The question remains: why has mediocrity gained so much space and success on the right? The attack on science helps to understand, but it certainly does not explain everything. A certain pathological and contagious exhibitionism also helps understanding. I watched the pathetic scene of Argentine journalist Viviana Canosa, on Canal Nueva, taking a sip of chlorine dioxide to fight Covid-19; there was a hint of voayeurism in reverse, of showing off as brave and defiant. The same goes for these idiots who walk around without masks, challenge inspectors, insult office boys and engage in other unruly attitudes that mix defiance with cowardice.
There is another component in the search for crudely simple explanations for extremely complex facts and situations. In terms of Europe, it is easier to blame the “foreign invader” or the “refugee” for the precariousness of life than the “healthy financial austerity plans”, which punish the common taxpayer and safeguard finances. In terms of Brazil and the United States, blame the “internal difference”: leftist, feminist, LGBTI, quilombola, indigenous, favelado, etc.
I think there is still something more, something I call “anxiety for the moment”, for the “short time”. Our perception of time has been changing since the invasion of cell phones; everything has to be very fast, immediate.
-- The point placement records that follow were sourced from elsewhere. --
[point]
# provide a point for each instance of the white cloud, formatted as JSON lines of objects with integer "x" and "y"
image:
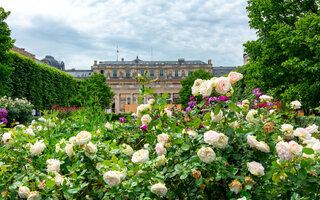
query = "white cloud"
{"x": 80, "y": 31}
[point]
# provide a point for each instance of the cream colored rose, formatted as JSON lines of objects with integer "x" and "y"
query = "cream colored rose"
{"x": 256, "y": 168}
{"x": 295, "y": 148}
{"x": 262, "y": 146}
{"x": 112, "y": 178}
{"x": 7, "y": 139}
{"x": 69, "y": 150}
{"x": 206, "y": 88}
{"x": 145, "y": 119}
{"x": 37, "y": 148}
{"x": 140, "y": 156}
{"x": 223, "y": 85}
{"x": 159, "y": 189}
{"x": 108, "y": 126}
{"x": 53, "y": 165}
{"x": 127, "y": 150}
{"x": 286, "y": 128}
{"x": 160, "y": 149}
{"x": 312, "y": 129}
{"x": 34, "y": 195}
{"x": 83, "y": 137}
{"x": 90, "y": 149}
{"x": 234, "y": 77}
{"x": 295, "y": 104}
{"x": 163, "y": 138}
{"x": 216, "y": 118}
{"x": 196, "y": 87}
{"x": 218, "y": 140}
{"x": 301, "y": 133}
{"x": 206, "y": 154}
{"x": 23, "y": 192}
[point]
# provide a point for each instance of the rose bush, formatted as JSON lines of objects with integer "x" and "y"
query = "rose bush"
{"x": 218, "y": 149}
Thinking, maturing ideas, is equivalent to “wasting time”. It is necessary to cultivate, more, to cultivate the immediate response, the ready-made reaction instead of one's own thinking: thus the path to exultant mediocrities is open, with the air of being the "only possible", whether in terms of economy, sociability , religion, etc. This cult of the immediate and of the feeling of belonging to a group that moves in the right direction is part of the cement of mediocrity.
* Flavio Aguiar is a writer, retired professor of Brazilian literature at USP and author, among other books, of Chronicles of the World Upside Down (Boitempo).